I began at CIDC in early June. From day one, I was immersed in the justice system both physically – via consistent trips to the courthouse – and mentally, because when I was not in court, I was working on various research assignments for a number of consortium attorneys. I worked on a wide variety of cases, ranging from misdemeanors like failure to perform duties of a driver to severe felonies like ID theft and sex abuse to post-conviction issues like merger at sentencing. While the range of issues and near constant topic changes were quite daunting, I had fantastic mentors who were quite approachable and willing to answer any questions.

What I enjoyed most about my time with CIDC was the time I got to spend in Community Court, which is one of the Clackamas County justice system’s diversion programs out of the “official” or formal criminal justice system, though it takes place in the same judicial complex. Eligible defendants are referred to Community Court by the DDA prosecuting them, and, in exchange for a guilty plea, the defendants are given a Deferred Sentencing Agreement (DSA) that requires them to perform certain tasks which, ideally, will benefit them in the long run – like entering rehabilitation, writing an apology letter to the victim, consulting with the Oregon Housing Authority, meeting with an employment center like Worksource, meeting with the financial aid office of a local community college, etc. Upon completion of the tasks in their DSA, the defendants’ guilty pleas are either dismissed – which means the charges are dropped – or they are discharged – which means the prosecutor will take no further action on the case. In my opinion, Community Court and other county diversion programs like Mental Health Court and Drug Court represent the most restorative aspect of Clackamas County’s criminal justice system, wherein defendants take responsibility for their actions, understand the harm they have caused, and receive an opportunity to redeem themselves and hopefully, improve their circumstances. Perhaps most importantly, the diversion programs keep the defendants out of jail, as long as they can show they’re progressing through the system.

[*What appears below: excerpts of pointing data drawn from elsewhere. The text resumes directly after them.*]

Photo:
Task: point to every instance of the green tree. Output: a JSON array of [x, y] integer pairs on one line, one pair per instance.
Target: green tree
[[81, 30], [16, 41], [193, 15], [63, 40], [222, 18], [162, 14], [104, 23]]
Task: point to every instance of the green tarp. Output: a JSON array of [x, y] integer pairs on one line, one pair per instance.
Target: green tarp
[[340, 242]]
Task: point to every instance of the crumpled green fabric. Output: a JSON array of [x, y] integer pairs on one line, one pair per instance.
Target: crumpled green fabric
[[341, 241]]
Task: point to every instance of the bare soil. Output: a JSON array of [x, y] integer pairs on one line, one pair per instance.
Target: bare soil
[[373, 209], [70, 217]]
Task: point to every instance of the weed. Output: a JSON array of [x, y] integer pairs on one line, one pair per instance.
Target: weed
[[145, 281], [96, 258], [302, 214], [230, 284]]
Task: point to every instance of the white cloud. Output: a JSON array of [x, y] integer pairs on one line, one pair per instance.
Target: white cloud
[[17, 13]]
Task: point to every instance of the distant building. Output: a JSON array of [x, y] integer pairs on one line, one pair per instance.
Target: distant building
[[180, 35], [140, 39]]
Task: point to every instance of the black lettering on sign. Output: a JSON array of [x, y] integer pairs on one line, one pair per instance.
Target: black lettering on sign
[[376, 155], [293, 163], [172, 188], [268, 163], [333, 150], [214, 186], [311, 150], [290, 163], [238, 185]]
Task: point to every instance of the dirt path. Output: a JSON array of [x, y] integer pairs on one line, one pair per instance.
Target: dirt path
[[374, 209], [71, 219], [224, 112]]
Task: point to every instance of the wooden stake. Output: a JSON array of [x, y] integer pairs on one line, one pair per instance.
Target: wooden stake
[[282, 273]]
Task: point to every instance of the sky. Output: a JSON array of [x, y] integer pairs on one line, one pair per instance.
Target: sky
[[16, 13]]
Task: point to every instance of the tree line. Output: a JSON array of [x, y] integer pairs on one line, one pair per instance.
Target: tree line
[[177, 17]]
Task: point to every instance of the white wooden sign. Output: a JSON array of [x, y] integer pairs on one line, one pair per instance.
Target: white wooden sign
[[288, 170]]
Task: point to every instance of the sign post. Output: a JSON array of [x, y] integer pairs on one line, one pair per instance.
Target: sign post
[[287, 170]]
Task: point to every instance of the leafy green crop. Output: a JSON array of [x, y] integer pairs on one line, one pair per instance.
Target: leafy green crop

Ultimately, I think the approach of the diversion programs should be the rule, not the exception, for how federal and state courts administer justice.

Receiving the PILP award was very important to me. In one way, it validated my feelings that the work I was doing was indeed important to the public, and that I deserved to be remunerated for it. From a practical standpoint, it reduced the amount of loans I took out and allowed me to not have to look for other, paying jobs that I could do part-time to subsidize my work at CIDC. In addition, receiving the award means I get to be on the PILP board and get some excellent experience fundraising and helping new members.